MORE than 600 extra doctors and 1,400 extra nurses have been recruited in the North-East and North Yorkshire in just 12 months, official figures showed yesterday.
Health Secretary John Reid said the figures proved the Government was boosting the NHS's "army for good" - cutting waiting times and improving survival rates.
But the Conservatives said the number of bureaucrats in the health service was increasing at twice the rate of frontline staff.
In the year to September 2004, 257 doctors were recruited in Northumberland Tyne and Wear, 194 in County Durham and Tees Valley and 154 in North Yorkshire.
There were even larger increases in the number of nurses: Northumberland Tyne and Wear recruited 883; County Durham and Tees Valley 191; and North Yorkshire 410.
Across the three strategic health authorities, there were smaller rises in the number of consultants (191), family doctors (92) and midwives (134).
Dr Reid said: "These figures show a year-on-year growth in the number of doctors, nurses and other frontline healthcare staff working in the NHS.
"This is having a huge impact on patients, helping them to access treatment faster and get better care.
"The NHS is the world's biggest army for good.
"It is these people who are responsible for the real changes we are seeing in patient care - the falling waiting times and the improvement in survival rates for cancer and coronary heart disease."

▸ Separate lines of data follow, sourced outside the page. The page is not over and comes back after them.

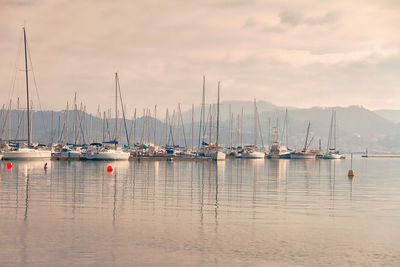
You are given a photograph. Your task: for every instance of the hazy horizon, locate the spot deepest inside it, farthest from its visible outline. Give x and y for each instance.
(302, 54)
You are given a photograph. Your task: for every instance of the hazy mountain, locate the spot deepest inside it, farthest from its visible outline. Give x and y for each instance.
(357, 128)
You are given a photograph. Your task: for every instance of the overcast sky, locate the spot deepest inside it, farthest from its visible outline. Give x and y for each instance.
(299, 53)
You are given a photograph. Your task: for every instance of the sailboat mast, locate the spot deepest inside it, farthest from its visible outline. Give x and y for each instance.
(216, 142)
(241, 129)
(192, 124)
(308, 131)
(27, 91)
(116, 109)
(255, 122)
(334, 130)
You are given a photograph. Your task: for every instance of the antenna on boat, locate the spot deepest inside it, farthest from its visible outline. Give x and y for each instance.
(350, 174)
(27, 89)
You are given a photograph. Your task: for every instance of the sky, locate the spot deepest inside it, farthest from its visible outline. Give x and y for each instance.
(300, 53)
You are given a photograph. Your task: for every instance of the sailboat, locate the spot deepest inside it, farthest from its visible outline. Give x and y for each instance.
(277, 149)
(250, 152)
(304, 154)
(215, 151)
(27, 152)
(101, 152)
(331, 152)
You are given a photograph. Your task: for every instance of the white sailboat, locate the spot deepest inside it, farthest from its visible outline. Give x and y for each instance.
(332, 153)
(28, 152)
(215, 151)
(250, 152)
(278, 150)
(104, 152)
(304, 154)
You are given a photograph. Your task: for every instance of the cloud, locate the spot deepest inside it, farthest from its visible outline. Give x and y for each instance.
(294, 18)
(290, 53)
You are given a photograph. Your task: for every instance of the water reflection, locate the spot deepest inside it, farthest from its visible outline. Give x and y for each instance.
(250, 211)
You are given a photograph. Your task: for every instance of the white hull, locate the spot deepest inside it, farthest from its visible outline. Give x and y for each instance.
(107, 155)
(216, 155)
(67, 155)
(253, 155)
(302, 156)
(332, 156)
(27, 154)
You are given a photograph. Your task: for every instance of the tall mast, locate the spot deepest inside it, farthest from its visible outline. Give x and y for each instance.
(27, 91)
(192, 125)
(308, 131)
(116, 109)
(166, 128)
(155, 125)
(134, 130)
(329, 145)
(216, 142)
(17, 136)
(75, 120)
(230, 127)
(334, 131)
(255, 123)
(203, 115)
(66, 135)
(241, 130)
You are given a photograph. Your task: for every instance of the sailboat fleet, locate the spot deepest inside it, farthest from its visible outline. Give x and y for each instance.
(209, 142)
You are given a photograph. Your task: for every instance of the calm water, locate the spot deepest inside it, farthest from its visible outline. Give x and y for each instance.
(254, 212)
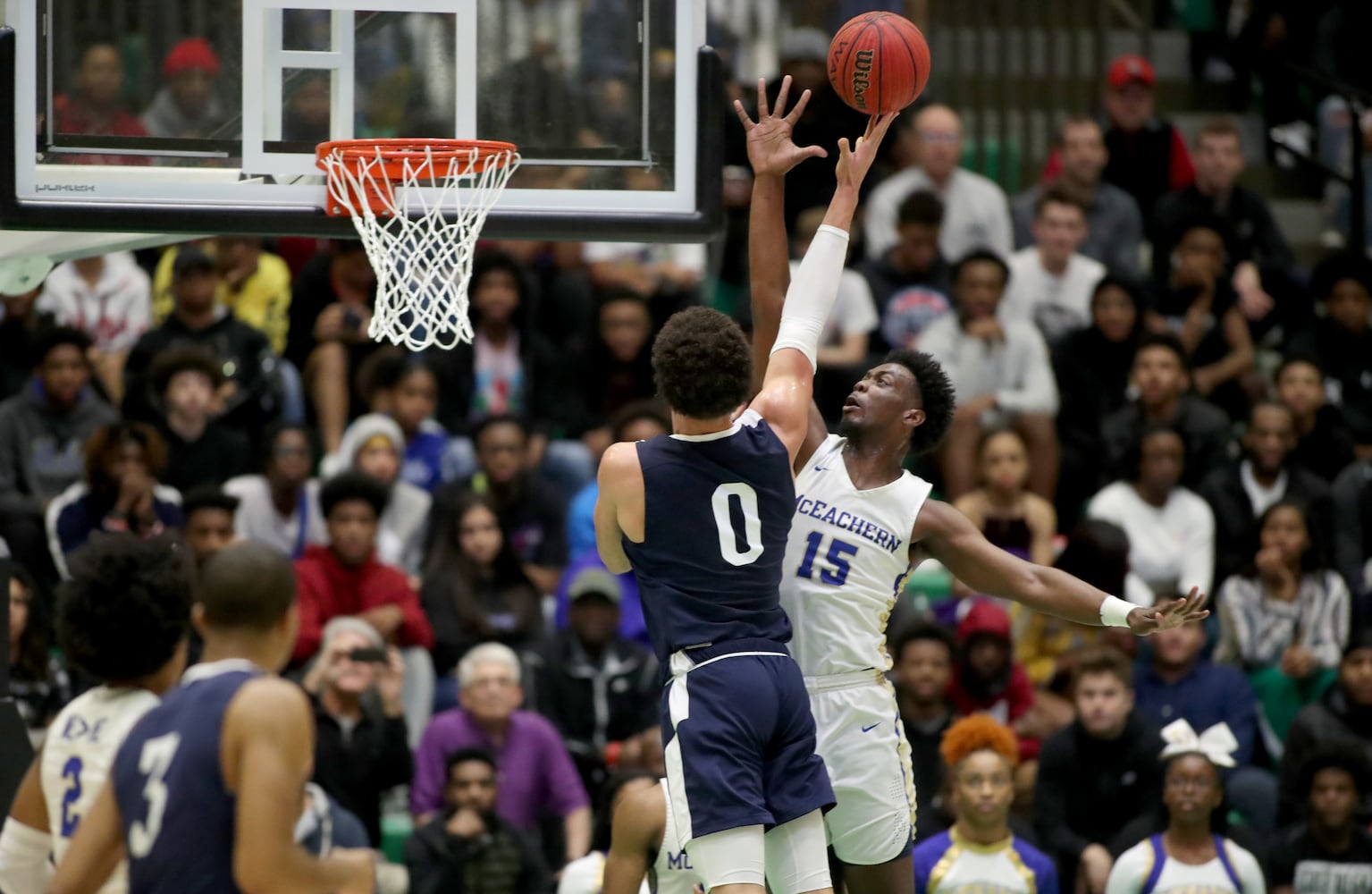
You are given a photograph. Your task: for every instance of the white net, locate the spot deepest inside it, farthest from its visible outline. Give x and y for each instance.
(420, 242)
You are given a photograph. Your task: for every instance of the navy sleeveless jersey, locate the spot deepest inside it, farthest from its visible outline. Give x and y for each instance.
(176, 811)
(717, 515)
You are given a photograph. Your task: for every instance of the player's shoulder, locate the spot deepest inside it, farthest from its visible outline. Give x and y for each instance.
(268, 701)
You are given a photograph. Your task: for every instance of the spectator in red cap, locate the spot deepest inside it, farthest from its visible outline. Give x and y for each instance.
(1149, 156)
(187, 106)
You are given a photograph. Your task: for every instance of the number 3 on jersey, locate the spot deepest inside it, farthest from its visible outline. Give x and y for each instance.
(154, 761)
(838, 556)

But the figures provoked a furious row in the Commons yesterday, when Tory health spokesman Andrew Lansley said most of the new recruits were managers.

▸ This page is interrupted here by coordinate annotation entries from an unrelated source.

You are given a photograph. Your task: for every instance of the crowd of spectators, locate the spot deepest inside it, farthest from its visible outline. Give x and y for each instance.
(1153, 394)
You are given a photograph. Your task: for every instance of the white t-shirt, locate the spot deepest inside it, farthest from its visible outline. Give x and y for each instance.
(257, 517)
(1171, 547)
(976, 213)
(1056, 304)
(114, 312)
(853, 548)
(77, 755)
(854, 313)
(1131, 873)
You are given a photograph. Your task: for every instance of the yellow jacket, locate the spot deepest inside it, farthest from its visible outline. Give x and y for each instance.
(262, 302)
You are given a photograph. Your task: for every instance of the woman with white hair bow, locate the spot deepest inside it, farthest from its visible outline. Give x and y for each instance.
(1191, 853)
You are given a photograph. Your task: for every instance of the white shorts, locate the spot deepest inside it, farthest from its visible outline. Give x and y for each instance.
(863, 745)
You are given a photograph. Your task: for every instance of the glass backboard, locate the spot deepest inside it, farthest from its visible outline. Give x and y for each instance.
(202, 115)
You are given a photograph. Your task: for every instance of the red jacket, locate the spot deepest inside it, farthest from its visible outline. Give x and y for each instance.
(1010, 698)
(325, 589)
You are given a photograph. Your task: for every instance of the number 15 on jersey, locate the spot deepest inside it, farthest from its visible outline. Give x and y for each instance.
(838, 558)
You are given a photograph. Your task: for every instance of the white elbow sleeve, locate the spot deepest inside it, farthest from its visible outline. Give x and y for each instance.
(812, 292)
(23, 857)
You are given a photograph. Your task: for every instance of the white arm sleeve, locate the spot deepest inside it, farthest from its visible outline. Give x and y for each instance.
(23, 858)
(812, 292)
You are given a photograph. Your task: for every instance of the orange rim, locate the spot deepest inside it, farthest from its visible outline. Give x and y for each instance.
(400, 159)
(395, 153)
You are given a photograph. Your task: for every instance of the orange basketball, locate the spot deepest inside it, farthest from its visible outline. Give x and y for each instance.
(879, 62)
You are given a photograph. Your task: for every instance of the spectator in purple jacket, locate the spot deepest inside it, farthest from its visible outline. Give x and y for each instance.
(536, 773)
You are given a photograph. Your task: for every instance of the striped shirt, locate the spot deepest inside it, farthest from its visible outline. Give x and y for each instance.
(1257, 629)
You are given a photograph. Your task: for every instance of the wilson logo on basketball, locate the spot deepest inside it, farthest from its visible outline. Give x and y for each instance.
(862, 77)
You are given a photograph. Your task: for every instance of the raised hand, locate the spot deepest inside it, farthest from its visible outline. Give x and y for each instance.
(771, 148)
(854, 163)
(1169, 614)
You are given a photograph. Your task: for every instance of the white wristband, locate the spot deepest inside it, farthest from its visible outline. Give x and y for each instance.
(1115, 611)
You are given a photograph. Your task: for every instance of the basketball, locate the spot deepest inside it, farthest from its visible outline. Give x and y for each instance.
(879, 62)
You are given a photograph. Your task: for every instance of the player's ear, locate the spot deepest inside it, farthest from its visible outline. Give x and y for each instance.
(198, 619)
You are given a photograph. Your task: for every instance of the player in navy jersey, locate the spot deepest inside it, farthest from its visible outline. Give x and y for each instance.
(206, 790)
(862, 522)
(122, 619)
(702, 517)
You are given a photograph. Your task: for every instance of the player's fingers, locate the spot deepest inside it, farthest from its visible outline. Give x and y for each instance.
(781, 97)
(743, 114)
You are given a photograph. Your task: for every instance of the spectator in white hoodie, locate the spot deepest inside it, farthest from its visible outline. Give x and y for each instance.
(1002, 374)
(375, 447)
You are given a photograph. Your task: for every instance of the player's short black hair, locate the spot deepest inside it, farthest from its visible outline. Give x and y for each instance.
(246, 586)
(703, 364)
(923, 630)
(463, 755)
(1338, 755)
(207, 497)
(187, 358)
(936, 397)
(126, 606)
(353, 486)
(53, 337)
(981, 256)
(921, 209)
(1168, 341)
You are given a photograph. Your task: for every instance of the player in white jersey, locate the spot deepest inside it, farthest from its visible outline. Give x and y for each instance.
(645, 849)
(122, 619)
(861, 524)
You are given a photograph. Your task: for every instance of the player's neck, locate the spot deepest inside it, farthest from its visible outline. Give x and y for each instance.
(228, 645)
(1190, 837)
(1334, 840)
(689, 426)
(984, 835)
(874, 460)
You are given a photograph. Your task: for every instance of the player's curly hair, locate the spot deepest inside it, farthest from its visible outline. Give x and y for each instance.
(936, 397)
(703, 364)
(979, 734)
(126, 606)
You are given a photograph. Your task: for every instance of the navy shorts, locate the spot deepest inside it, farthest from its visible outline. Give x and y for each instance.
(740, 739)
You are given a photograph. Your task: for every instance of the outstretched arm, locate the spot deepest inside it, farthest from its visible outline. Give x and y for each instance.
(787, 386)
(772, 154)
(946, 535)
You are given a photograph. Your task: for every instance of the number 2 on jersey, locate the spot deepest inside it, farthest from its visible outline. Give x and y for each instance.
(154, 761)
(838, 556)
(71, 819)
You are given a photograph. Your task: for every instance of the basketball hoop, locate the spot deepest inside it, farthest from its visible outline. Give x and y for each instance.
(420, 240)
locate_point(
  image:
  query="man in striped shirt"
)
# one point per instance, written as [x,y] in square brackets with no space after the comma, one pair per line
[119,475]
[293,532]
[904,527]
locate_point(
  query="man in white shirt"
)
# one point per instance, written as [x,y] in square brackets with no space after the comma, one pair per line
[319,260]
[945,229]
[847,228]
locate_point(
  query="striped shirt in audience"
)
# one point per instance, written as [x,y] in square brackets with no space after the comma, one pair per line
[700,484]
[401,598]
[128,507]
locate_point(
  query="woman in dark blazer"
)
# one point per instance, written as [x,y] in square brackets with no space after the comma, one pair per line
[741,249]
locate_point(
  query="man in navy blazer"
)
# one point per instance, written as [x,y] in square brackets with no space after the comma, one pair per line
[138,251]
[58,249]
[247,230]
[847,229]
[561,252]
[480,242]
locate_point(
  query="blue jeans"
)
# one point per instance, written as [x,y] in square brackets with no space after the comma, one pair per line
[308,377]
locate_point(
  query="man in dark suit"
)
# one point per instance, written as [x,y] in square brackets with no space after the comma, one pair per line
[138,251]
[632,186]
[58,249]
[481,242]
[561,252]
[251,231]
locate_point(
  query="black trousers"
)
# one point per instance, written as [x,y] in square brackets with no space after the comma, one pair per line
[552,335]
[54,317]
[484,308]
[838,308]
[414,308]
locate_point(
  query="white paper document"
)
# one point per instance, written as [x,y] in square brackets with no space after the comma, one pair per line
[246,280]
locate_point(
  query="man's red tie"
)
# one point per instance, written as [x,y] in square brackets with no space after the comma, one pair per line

He said central administration staffing increased last year by 7.8 per cent, twice the rate for doctors and nurses, Mr Lansley asked: "Why have you increased bureaucracy?"

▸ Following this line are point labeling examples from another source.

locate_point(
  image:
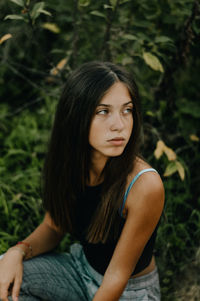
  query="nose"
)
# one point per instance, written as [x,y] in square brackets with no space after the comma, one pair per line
[117,123]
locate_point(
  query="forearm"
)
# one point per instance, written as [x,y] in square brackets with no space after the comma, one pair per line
[110,291]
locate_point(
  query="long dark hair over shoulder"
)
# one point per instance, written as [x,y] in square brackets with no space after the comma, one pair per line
[67,165]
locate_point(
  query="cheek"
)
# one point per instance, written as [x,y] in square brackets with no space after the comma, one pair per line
[94,134]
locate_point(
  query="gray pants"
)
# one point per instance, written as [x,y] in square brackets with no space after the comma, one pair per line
[69,277]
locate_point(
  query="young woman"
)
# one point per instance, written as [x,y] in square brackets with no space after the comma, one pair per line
[97,188]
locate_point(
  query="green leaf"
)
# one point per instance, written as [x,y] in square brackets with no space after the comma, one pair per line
[171,169]
[18,2]
[51,27]
[13,17]
[38,9]
[163,39]
[84,2]
[113,3]
[152,61]
[129,37]
[97,13]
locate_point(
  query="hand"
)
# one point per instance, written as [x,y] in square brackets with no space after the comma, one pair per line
[11,272]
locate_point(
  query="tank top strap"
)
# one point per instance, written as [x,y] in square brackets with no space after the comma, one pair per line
[130,186]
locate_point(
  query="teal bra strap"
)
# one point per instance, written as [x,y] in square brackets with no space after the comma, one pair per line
[131,184]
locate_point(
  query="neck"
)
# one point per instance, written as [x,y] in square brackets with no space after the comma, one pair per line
[97,166]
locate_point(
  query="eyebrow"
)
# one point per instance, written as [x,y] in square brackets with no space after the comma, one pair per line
[106,105]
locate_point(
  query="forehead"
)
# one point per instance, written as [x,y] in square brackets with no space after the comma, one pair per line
[117,94]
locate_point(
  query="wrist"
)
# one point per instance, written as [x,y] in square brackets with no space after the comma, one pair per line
[18,250]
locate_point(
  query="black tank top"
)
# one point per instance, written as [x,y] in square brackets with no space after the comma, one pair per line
[99,255]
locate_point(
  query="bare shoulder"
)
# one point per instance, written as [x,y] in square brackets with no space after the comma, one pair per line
[147,191]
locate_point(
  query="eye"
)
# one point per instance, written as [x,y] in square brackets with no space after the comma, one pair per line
[102,112]
[128,110]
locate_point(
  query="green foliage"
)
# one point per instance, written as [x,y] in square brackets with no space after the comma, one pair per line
[156,40]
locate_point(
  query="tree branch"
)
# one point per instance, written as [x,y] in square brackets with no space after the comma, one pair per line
[106,52]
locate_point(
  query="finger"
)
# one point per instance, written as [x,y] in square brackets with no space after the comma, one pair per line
[4,292]
[16,289]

But Dr Reid said the NHS nationwide had 9,200 more consultants then in 1997 (up by 42.7 per cent), 78,700 more qualified nurses (up by 24.7 per cent) and more GPs in training than ever before.
Labour's drive to boost the number of NHS doctors and nurses has run into criticism that too many are being "poached" from developing countries, particularly in Africa.
Last week, the British Medical Association described the recruitment drive as morally indefensible and demanded tougher rules to prevent damage to fragile health services in poor countries.
Last year, two thirds of newly-registered doctors, and more than 40 per cent of nurses, came from abroad. About 12,500 doctors registered to work in Britain are from African nations.